PRINCE2 2017 framework
While the PRINCE2 method has not substantially altered, the PRINCE2 2017 textbook is quite a different beast. Some training companies have been surprised at the level of effort required to bring their training courses into line with the new material. Simple updates will not suffice. Courses will need to be rewritten.
The major difference is the increased emphasis on tailoring. Existing PRINCE2 Practitioners already know that tailoring has been a feature of PRINCE2 since its inception. It is a flexible method equally at home in agile and waterfall project environments. However, the new book SPELLS IT OUT. Every chapter has a section offering advice on tailoring in different environments.
Maybe I’m too old-school. I would prefer the emphasis remained on the essential elements of PRINCE2, the things that have made it such an adept and useful methodology. As already noted, it has always emphasised tailoring to the environment and to the project. However, it has left the detail to the qualified and capable persons who know the intricacies of their own workplaces. The need to spell it out in detail for every permutation is tedious, unnecessary and more inclined to misuse.
Of more concern is the missed opportunity with the certification exams. It was recognised for some time that the exams were a poor attempt at testing familiarity and understanding. Training companies often spend 50% of learning time on a Practitioner course teaching delegates how to pass the exam rather than having valuable discussions on the application of the principles. This is because passing the exams is not necessarily a natural by-product of understanding PRINCE2. If it were then it would be possible to get 100% in a Practitioner multiple choice paper.
It would be a reasonable expectation for accredited trainers who have seen most of the papers to get 100% when they periodically retake the exam. Yet this has not been the case.
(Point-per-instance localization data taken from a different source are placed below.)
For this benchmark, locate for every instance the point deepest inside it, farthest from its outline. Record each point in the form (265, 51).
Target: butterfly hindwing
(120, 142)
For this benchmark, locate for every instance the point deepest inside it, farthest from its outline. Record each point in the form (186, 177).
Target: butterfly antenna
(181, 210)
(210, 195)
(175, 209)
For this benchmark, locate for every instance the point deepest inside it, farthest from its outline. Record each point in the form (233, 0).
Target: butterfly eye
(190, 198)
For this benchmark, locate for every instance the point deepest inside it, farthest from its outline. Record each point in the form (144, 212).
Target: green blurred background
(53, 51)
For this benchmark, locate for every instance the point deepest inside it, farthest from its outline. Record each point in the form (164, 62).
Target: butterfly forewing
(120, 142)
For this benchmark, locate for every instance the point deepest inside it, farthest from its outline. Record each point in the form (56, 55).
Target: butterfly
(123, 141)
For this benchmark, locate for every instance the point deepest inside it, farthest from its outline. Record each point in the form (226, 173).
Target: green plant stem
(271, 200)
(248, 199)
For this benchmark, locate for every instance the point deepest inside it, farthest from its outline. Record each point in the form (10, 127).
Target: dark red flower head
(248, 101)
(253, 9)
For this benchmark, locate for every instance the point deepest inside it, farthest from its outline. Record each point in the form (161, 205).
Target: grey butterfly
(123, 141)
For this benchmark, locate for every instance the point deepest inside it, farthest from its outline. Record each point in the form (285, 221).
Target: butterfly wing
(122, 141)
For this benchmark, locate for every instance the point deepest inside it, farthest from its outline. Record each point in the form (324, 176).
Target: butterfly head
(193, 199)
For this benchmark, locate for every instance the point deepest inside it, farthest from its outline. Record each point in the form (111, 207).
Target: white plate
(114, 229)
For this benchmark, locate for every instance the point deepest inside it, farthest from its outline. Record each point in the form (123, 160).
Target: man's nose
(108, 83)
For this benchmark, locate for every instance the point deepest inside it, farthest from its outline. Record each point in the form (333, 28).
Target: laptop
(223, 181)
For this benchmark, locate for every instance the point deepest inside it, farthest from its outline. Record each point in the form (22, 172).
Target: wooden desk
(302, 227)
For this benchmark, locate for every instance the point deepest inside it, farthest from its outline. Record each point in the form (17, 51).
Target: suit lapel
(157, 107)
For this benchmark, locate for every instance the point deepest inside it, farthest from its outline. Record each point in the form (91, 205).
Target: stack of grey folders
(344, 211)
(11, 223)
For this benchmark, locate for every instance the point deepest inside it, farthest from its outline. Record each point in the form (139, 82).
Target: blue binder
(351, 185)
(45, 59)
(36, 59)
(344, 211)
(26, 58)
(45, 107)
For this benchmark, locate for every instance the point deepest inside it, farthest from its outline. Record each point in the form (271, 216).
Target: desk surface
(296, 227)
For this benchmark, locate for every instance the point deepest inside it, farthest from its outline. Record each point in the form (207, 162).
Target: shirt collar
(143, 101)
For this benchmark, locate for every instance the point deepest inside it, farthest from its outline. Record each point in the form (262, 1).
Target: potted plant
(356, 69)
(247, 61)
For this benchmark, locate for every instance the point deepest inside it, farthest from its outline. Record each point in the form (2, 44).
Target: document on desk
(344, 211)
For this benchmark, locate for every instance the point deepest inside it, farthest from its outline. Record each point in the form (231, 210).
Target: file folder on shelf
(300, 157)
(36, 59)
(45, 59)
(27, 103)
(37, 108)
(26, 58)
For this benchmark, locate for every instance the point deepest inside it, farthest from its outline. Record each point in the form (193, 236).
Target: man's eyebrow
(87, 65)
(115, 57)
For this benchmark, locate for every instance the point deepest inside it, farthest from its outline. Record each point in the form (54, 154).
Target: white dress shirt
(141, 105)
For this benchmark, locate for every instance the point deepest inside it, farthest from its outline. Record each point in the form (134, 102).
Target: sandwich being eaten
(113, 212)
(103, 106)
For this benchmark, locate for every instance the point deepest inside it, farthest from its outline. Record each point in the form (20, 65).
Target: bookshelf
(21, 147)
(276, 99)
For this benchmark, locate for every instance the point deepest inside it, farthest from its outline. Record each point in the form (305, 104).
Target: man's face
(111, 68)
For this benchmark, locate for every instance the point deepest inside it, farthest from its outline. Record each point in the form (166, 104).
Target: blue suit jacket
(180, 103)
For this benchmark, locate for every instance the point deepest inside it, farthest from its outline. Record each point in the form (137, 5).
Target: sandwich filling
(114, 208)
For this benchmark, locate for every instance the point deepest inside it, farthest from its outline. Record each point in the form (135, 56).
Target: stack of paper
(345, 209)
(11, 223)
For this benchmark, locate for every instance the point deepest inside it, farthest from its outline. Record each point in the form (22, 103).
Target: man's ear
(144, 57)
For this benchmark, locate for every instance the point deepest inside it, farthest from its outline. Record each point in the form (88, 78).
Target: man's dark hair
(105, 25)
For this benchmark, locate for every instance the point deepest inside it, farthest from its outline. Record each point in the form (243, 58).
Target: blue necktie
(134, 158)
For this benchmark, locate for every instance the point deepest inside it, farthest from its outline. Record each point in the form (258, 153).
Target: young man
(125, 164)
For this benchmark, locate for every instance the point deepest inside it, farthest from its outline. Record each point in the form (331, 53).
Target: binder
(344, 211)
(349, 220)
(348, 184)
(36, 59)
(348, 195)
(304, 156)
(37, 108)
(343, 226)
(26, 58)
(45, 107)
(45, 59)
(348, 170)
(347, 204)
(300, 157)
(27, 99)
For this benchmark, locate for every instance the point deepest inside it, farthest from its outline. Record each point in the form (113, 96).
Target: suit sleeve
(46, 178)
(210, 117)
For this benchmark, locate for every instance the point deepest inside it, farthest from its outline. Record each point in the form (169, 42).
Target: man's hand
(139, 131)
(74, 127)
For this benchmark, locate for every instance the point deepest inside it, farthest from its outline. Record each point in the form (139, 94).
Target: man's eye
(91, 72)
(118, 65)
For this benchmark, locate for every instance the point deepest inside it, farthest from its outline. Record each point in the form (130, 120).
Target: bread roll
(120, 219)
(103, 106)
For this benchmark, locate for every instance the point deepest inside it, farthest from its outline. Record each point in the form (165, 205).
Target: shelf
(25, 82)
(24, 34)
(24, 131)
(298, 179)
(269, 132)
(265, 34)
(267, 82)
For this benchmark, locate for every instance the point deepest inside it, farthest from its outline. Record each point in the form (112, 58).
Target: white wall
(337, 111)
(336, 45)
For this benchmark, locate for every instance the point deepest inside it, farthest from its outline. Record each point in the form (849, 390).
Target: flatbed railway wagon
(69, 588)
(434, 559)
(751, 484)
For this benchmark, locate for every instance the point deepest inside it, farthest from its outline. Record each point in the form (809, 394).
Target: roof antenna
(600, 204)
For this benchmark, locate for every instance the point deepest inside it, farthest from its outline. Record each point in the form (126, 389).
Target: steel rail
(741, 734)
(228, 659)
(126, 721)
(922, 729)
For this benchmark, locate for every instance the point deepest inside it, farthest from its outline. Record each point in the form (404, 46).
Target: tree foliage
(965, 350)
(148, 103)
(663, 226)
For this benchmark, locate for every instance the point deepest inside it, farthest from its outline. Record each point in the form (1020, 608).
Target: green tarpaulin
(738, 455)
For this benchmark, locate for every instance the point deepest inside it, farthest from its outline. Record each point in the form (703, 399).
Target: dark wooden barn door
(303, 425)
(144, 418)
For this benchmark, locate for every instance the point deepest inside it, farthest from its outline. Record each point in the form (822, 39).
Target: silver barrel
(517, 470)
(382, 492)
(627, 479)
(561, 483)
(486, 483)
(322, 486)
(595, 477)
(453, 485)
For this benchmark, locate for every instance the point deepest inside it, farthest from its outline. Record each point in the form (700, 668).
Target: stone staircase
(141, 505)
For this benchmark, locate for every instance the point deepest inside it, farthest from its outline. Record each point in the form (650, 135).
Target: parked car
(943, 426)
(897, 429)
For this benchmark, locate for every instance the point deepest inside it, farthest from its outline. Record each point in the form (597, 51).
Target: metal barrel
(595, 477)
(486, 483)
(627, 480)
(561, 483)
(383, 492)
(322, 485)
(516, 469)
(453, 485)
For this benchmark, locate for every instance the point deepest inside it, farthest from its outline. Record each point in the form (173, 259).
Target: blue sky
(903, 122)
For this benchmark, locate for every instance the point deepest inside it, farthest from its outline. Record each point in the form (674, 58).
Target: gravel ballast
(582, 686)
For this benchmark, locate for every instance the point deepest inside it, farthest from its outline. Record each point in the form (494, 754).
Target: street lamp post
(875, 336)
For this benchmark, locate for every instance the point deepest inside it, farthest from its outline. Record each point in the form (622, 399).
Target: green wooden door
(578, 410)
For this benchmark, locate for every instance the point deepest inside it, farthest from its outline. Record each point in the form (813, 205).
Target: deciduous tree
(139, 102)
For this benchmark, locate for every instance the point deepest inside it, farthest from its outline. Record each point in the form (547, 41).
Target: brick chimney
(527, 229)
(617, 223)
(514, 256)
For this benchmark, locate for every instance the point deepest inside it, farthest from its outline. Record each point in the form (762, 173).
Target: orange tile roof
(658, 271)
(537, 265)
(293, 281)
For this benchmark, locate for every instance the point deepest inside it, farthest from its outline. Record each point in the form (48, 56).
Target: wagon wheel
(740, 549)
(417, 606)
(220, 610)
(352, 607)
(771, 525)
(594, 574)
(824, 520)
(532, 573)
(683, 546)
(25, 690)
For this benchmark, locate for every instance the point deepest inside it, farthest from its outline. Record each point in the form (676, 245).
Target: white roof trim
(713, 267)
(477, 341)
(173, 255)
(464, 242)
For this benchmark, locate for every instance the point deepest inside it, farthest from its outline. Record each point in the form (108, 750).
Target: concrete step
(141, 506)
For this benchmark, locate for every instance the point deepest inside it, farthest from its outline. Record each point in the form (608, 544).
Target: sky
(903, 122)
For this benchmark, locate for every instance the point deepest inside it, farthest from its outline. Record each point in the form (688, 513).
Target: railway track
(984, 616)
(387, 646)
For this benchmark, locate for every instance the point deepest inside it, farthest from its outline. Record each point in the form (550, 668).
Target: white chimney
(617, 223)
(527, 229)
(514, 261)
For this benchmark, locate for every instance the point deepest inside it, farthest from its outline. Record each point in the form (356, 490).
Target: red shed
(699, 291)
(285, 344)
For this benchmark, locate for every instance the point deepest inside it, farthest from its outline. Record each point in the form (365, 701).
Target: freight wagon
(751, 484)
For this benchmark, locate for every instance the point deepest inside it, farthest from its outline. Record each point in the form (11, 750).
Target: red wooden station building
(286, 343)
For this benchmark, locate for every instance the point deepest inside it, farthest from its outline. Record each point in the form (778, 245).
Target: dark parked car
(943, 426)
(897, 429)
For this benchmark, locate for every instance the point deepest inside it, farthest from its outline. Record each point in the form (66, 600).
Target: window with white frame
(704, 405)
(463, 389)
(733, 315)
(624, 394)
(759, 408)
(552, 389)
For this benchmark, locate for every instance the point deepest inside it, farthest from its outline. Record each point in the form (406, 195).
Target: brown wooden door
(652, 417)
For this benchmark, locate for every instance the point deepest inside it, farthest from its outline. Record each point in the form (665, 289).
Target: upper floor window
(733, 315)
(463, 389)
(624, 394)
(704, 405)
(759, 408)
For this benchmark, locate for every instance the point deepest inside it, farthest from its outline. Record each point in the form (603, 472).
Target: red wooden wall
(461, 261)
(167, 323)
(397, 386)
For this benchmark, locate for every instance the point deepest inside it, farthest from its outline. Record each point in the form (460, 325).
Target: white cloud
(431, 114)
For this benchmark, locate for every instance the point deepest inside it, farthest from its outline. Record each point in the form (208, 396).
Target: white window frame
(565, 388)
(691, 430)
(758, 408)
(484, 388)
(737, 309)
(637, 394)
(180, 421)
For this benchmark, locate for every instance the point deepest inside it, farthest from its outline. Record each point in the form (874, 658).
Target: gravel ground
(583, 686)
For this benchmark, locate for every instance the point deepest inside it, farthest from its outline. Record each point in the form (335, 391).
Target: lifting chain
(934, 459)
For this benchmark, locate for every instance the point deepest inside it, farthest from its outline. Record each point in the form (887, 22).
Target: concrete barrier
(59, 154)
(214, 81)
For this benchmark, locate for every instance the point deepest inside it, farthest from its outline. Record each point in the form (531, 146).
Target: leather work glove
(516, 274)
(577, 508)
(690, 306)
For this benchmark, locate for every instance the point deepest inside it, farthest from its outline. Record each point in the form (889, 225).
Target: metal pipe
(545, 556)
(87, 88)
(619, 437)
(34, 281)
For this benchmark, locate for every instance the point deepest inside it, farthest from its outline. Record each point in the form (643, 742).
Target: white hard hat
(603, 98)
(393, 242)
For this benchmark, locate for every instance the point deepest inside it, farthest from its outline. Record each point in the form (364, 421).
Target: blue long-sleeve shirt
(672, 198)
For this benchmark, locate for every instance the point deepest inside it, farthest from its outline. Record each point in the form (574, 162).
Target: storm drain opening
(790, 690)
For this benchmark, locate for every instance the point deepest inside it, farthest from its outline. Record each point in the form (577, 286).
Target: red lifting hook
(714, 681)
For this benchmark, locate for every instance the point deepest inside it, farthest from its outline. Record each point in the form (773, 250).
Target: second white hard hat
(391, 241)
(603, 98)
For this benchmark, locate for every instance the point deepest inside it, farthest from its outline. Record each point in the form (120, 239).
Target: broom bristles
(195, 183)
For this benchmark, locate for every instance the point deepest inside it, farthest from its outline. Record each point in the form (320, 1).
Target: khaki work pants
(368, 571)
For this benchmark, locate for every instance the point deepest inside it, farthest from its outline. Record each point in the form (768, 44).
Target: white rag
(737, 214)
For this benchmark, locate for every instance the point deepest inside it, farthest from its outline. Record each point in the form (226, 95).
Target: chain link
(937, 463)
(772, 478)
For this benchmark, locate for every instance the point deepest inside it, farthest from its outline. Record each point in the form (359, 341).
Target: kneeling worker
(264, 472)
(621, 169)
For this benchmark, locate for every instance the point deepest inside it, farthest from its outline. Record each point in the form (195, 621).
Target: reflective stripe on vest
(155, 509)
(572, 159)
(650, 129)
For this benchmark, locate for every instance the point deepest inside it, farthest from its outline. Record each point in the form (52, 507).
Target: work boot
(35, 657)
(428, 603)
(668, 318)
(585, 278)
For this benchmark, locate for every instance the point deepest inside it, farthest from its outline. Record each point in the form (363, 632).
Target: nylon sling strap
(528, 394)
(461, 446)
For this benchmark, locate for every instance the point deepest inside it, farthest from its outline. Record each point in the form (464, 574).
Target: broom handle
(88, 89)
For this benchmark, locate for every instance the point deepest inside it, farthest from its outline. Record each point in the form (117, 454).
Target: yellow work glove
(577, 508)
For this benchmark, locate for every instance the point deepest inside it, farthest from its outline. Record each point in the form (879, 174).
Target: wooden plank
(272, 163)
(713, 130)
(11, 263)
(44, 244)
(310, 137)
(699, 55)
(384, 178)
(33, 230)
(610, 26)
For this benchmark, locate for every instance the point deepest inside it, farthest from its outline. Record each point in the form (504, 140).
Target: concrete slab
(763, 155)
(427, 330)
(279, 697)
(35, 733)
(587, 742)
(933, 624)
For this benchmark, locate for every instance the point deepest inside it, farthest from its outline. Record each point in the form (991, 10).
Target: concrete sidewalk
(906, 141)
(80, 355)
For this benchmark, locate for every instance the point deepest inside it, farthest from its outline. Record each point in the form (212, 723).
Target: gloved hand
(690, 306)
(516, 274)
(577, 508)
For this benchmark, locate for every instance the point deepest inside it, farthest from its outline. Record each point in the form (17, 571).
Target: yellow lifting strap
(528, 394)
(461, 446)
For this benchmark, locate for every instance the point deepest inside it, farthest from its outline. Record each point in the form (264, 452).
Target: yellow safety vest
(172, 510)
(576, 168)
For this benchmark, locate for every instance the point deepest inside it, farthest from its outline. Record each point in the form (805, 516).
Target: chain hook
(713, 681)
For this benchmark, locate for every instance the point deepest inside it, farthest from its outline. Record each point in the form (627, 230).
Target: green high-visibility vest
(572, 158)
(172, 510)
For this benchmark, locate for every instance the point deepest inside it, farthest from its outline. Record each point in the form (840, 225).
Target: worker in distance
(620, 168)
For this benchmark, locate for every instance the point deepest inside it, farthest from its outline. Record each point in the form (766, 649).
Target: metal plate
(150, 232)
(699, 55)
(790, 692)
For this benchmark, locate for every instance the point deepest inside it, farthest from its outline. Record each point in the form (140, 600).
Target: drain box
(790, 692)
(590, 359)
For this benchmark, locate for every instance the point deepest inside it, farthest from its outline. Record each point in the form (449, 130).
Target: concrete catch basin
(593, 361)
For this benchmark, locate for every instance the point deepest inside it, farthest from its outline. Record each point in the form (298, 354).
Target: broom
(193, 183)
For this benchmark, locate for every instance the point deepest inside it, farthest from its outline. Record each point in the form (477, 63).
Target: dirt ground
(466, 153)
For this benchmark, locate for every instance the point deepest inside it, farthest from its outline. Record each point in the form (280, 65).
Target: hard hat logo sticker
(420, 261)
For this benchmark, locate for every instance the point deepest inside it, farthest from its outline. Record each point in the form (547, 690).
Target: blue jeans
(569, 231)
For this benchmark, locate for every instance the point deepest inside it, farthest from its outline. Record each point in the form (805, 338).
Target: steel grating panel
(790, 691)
The problem has been poorly constructed questions – some ‘tricky’, some plain ambiguous. It has been disheartening to watch competent project managers who appreciate PRINCE2 but have English as a second language fail the exam.
With PRINCE2 2017 AXELOS have improved the question format so that most questions are plain multiple choice. However, the questions themselves remain problematical. They are not written by people expert in testing understanding. I am guessing they have been written by some of the authors of the book who sometimes take an esoteric and unhelpful line and/or by AXELOS staff. The papers were tested on current accredited trainers, none of whom obtained 100% on first marking. This revealed some questions which were discarded before calculating a final score.
The Pass mark in the PRINCE2 Practitioner exams for the 2017 edition of the method has gone down and the number of failures at Foundation level has increased. This is not acceptable. AXELOS need to invest in proper testing of understanding and competency. Making reference to Bloom’s learning levels in their syllabii belies the fact that they are not taking a professional approach to question formulation. People who fail should fail because they do not understand the material (Foundation level) or are unable to apply it in a real-life situation (Practitioner level). Failing delegates because of the number of ambiguous, unclear or esoteric questions is an appalling indictment of the AXELOS approach.
Also note that T&C for the PRINCE2 2017 Practitioner qualification has changed. It is only valid for 3 years unless PRINCE2 membership is taken within 3 months of passing the Practitioner exam. The validity of the qualification is then extended by accumulating points for professional development activities. No matter how AXELOS tries to spin this, it is about money pure and simple.
Until a concerted effort is made to improve the examinations, we recommend that :
- training companies defer moving to courses based on the new edition for as long as possible. In this way you will have more certainty about outcomes for your delegates.
- course attendees opt for courses based on 2009 edition of PRINCE2 with 5 years validity. Once this becomes difficult, refuse to take the PRINCE2 2017 Practitioner and possibly PRINCE2 2017 Foundation exams. Trainers would then have time for some useful learning exercises and you will have a certificate of attendance.
An alternative would be not to undertake PRINCE2 at all. Do PM4A instead which has been written by the original author of PRINCE2, Colin Bentley and his colleague Andy Britton, both of whom have extensive project management experience and training expertise. PM4A includes all the best project management practices of PRINCE2, after all it really is just common sense.
As the AXELOS income stream slows down they will be forced to address the issue.